Par contre Méssieurs, j’ai l’honneur de vous offrir, (moyennant
le silence entre gens d’honneurs) que vous me fassiez tenir cent
Louis par la Personne qui vous remettra ceci, dont “15” pour mon
voyage d’aller vous joindre “15” pour mon retour et “70” pour un
séjour de deux mois, que je pense nécéssaire soit a vous faire
éxaminer l’ouvrage, soit a en faire tirer une première épreüve
sous mes yeux.
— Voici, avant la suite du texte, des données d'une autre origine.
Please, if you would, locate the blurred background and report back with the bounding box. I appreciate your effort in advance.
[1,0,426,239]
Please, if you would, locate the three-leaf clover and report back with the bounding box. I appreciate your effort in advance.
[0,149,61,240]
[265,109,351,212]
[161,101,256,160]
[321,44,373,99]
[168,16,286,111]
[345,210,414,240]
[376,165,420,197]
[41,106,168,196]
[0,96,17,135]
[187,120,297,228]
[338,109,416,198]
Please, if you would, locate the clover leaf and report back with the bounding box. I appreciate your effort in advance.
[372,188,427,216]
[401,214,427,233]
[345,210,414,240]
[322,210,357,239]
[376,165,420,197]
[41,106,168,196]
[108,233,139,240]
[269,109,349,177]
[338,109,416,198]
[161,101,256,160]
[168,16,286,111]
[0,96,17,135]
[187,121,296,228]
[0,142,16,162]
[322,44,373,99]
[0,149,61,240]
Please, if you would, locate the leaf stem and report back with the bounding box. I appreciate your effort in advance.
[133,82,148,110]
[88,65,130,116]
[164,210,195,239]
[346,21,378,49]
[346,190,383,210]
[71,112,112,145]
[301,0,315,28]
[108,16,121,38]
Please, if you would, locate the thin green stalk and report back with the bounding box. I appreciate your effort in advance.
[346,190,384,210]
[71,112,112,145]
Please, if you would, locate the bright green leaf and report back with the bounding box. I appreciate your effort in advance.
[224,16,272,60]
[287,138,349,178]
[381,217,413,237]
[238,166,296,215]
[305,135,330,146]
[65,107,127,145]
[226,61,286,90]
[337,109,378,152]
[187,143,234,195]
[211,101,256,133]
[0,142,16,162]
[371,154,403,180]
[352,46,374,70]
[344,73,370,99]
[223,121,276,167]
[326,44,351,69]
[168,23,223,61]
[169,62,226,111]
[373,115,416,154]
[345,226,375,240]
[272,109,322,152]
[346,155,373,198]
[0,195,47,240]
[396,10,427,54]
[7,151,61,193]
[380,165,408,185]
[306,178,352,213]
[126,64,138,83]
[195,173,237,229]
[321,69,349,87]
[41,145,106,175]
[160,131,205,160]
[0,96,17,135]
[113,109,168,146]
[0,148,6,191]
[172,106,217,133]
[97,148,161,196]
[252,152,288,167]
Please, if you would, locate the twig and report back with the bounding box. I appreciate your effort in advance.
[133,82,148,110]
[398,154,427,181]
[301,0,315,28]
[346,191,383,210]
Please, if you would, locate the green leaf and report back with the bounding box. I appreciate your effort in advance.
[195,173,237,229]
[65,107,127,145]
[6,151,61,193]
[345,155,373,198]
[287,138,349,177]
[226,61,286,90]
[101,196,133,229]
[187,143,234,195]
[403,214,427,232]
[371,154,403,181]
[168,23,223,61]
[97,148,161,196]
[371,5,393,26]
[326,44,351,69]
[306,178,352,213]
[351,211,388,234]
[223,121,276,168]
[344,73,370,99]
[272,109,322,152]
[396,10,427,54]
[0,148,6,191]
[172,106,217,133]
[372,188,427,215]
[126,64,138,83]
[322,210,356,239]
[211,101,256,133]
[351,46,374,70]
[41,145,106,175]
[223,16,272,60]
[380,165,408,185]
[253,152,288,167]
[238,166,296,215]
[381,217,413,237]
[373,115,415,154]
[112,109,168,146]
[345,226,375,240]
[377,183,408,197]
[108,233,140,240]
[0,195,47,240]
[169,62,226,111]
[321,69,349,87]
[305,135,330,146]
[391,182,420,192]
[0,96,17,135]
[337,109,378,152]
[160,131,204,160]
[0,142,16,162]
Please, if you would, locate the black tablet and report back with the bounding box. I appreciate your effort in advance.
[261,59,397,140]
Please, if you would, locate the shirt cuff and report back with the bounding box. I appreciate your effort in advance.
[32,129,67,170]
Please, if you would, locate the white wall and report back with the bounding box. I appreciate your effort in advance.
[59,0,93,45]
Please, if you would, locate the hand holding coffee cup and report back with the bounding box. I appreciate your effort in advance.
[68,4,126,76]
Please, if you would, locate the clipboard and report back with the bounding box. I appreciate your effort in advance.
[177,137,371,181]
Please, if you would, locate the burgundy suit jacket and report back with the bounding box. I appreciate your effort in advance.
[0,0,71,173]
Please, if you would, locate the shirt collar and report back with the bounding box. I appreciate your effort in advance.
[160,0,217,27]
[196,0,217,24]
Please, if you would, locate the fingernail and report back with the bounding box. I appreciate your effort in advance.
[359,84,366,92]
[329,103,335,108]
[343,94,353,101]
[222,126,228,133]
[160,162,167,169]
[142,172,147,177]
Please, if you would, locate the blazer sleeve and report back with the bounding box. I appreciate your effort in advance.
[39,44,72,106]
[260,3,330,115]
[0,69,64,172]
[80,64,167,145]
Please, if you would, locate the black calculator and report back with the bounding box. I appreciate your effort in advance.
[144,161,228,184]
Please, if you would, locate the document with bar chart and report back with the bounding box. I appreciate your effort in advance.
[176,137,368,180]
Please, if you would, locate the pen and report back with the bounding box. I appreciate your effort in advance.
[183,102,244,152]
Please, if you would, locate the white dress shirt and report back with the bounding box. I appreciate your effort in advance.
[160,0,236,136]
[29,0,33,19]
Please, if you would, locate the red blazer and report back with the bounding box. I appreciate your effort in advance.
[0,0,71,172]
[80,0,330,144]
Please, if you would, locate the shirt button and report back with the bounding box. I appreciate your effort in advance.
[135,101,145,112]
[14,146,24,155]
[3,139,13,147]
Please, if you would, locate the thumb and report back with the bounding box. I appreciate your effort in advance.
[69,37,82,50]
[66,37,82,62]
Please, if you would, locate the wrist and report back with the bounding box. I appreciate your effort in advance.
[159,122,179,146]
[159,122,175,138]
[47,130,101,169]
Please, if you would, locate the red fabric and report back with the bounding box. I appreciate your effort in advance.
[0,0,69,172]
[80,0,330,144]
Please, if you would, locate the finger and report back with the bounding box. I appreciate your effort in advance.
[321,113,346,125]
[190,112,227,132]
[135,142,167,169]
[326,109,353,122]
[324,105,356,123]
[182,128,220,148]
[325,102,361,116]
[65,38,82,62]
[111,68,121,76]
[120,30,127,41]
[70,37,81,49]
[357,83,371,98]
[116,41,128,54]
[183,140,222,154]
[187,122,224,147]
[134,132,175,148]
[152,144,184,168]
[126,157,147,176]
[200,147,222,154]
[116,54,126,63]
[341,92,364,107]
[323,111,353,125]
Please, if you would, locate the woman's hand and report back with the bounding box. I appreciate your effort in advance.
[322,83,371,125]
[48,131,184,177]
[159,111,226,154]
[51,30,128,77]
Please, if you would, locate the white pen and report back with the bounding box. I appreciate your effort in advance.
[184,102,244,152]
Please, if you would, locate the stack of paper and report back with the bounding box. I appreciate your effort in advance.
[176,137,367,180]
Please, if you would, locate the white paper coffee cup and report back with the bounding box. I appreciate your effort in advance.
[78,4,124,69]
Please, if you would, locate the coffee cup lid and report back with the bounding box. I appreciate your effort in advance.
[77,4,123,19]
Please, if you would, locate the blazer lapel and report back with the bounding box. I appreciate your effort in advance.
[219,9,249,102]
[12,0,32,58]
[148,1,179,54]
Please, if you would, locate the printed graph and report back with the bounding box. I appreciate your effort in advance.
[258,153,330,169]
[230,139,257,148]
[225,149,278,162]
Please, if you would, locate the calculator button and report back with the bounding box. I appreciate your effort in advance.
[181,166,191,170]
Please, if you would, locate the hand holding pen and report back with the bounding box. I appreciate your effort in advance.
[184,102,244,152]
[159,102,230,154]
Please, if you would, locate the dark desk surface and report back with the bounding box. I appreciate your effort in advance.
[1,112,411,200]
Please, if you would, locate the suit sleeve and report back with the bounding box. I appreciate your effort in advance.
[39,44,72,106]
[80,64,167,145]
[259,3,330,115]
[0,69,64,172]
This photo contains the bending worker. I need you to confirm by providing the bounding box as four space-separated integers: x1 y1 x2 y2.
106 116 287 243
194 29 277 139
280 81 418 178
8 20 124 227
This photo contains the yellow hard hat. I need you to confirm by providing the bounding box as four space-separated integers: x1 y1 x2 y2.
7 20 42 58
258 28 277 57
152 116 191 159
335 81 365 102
Et alors je partirai a la minute.
Si le tout vous convient, je vous remettrai les planches et les
Manuscrits, pour la somme dont nous conviendrons aisément a nous
trois et s’il ne vous convient pas, vous aurés sacrifié cent Louis
et moy ma peine de voyage, mon temps, l’absence de mon ménage et
quelques petits extra fraix; par contre je serois flaté de
l’honneur et de l’advantage de vous entretenir.
Je suis honteux Méssieurs, de devoir parler d’argent, mais
quarante mille écus, que les Banqueroutiers et les actions de la
Comp[agni]e Angloise m’ont fait perdre; une somme assés forte pour
moy que j’étois allé retirer à P: mais que des procés me
disputent, l’argent que j’ai dépensé a cet effect et d’autres
circonstances, m’ont mis si a l’étroit, que je ne puis soutenir,
relativement a l’intéret ma façon de penser, quoiqu’il m’en coute.
Le temps de deux mois que je serois vers vous, seroit plus que
suffisant pour que vous fissiés traduire le tout.
En supposant “120” Bat[aill]ons a 30 officiers chacun cela
feroit 3600 et a peü près autant de cadets ou pour distribuer aux
milices dans les Provinces, ce seroit dans mon idée environ 7
mille éxemplaires des évolutions et 7 mille du génie et du
militaire que votre gouvernement remettroit a chacun, soit en don
soit en retenue de Paÿe; ce sera si peü de chose.